Hakim distrik Detroit, Paul Paruk yang menangani kasus itu meminta Ginnah membuka cadarnya agar hakim bisa melihat apakah ia berkata benar. Namun Ginnah menolak permintaan itu, sehingga Paruk menghentikan kasus Ginnah.

Kuasa hukum Ginnah, Nabih Ayad mengatakan, permohonan kliennya untuk mendapatkan hakim pengganti tidak dikabulkan. Permintaan Ginnah agar hakim Paruk mengundurkan diri dari kasus itu juga ditolak.

Dalam tuntutannya, Ginnah juga mengklaim bahwa aksesnya ke pengadilan dipersulit hanya karena dia seorang Muslim.

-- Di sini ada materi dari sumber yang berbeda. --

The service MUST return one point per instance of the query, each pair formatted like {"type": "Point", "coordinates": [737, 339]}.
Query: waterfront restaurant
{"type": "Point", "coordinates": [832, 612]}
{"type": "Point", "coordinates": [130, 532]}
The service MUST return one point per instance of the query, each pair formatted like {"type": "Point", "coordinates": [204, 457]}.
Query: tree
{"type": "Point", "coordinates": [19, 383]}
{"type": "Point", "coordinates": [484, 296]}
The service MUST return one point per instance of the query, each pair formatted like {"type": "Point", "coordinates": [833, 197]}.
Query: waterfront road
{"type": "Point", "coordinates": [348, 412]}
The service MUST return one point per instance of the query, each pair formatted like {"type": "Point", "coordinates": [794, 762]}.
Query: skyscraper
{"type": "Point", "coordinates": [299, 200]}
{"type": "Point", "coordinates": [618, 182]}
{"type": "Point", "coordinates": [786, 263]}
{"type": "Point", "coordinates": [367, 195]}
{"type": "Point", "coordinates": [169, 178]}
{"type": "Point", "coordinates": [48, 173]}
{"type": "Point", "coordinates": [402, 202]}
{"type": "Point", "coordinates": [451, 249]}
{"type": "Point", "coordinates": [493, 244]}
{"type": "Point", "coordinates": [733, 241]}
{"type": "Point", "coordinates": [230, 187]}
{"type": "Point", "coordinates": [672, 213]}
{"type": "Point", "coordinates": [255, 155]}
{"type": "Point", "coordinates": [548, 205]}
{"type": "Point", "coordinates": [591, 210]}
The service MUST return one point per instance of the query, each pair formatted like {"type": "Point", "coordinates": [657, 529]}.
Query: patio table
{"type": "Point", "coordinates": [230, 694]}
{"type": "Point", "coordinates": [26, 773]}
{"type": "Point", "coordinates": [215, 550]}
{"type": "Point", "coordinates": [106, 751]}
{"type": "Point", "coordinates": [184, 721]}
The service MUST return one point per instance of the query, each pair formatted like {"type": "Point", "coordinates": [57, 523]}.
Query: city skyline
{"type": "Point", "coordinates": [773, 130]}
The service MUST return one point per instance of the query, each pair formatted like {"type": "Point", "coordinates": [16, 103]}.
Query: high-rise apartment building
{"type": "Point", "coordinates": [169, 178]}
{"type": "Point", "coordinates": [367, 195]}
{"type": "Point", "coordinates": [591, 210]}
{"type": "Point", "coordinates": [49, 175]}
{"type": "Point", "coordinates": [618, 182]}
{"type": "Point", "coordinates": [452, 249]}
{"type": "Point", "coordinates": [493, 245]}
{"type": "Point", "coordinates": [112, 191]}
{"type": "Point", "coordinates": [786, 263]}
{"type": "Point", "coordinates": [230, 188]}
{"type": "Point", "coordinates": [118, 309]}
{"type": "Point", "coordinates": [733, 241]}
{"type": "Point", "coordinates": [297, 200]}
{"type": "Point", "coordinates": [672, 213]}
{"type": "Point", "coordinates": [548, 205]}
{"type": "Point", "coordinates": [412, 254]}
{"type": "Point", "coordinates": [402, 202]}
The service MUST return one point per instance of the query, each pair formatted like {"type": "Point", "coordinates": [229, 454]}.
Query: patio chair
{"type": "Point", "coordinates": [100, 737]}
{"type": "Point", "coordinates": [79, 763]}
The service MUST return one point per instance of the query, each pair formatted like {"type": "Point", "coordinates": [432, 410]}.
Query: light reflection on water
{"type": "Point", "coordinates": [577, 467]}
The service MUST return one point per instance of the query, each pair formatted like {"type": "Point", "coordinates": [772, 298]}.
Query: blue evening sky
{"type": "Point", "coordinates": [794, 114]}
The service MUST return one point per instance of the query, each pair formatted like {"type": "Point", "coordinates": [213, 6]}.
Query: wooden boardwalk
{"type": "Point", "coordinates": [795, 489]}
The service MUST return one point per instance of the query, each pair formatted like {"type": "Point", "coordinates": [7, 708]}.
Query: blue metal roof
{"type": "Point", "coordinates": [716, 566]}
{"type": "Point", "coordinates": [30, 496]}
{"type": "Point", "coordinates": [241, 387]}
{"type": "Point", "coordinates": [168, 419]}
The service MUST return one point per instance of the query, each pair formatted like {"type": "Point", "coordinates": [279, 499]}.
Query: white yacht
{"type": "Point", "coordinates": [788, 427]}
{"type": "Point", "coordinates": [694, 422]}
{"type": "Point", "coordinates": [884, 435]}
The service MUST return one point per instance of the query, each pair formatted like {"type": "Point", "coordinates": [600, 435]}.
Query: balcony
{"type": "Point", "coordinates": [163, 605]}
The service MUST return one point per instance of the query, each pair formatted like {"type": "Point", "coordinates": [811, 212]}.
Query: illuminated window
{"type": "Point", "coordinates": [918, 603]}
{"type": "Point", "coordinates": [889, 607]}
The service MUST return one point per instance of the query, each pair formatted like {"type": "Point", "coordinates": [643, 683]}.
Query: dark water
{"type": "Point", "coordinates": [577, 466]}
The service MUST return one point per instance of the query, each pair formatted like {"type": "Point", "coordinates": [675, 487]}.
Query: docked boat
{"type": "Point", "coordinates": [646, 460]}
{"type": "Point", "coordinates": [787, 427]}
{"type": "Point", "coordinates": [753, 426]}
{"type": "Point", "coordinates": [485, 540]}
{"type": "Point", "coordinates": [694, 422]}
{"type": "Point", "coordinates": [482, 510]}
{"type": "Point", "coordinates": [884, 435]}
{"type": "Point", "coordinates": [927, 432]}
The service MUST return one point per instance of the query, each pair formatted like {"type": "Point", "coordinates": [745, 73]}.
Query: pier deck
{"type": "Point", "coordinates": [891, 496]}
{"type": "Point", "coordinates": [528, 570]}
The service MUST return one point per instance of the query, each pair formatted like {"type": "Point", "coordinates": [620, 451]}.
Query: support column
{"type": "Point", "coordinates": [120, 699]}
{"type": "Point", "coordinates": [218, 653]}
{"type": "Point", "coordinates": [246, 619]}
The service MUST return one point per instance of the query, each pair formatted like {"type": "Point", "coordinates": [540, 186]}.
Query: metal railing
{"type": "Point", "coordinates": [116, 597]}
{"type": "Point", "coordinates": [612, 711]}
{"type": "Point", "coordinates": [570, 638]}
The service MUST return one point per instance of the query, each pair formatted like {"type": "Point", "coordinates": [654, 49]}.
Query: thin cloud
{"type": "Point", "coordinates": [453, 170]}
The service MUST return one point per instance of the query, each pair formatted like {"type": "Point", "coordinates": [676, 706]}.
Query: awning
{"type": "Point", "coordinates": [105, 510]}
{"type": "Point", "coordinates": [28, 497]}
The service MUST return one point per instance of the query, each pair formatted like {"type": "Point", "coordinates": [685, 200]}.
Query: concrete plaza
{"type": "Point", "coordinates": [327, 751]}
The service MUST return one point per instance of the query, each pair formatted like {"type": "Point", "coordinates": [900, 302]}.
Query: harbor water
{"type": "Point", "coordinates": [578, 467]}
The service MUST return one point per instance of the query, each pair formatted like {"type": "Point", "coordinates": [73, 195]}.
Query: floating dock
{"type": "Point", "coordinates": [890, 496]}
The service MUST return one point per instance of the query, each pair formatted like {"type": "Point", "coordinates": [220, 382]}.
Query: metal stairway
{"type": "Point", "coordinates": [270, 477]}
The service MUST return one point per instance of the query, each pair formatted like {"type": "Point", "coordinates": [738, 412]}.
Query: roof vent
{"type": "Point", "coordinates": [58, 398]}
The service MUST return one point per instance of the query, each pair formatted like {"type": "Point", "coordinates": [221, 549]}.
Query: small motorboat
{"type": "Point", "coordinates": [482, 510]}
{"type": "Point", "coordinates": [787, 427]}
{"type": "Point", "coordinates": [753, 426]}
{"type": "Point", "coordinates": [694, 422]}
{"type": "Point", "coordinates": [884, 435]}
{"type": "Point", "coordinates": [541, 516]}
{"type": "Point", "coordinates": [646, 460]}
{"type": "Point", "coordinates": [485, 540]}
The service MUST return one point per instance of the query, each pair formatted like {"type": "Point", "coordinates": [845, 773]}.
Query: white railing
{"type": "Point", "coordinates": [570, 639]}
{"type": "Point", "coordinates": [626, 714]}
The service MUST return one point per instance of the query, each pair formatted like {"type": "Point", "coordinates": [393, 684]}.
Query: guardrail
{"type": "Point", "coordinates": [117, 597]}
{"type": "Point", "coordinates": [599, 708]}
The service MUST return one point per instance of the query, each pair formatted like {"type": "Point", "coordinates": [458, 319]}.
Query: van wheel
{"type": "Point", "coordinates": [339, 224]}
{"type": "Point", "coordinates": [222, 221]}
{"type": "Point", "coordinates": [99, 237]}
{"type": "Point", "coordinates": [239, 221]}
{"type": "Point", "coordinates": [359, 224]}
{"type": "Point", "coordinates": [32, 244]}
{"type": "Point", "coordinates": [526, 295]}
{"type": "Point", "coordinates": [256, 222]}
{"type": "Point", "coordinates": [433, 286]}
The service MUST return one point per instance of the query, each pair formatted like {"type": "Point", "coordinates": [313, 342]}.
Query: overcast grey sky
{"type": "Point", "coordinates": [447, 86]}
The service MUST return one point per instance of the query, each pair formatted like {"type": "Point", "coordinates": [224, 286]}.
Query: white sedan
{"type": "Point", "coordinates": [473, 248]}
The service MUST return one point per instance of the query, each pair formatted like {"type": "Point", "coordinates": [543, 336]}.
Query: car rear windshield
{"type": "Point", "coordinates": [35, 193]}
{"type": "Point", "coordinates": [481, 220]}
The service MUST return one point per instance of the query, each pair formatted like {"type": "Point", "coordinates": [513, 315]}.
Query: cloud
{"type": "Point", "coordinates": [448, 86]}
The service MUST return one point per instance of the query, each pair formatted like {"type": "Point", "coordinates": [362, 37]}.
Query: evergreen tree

Menurut Ginnah, keputusan hakim untuk menghentikan kasusnya melanggar undang-undang berdasarkan Amandemen pertama bahwa setiap berhak menjalankan ajaran agamanya. "Anda harus bisa menjadi diri Anda sendiri sepanjang itu tidak kriminal atau melukai orang lain, " ujar Ginnah.

"Keyakinan saya tentang Islam bahwa perempuan sangat mulia. Kami harus tertutup saat keluar rumah, karena hal itu melindungi kami dan juga orang lain. Saya percaya bahwa Tuhan menginginkan kami seperti itu, " sambungnya.

Ginnah mengatakan bahwa ia bersedia membuka cadarnya, jika hakimnya perempuan.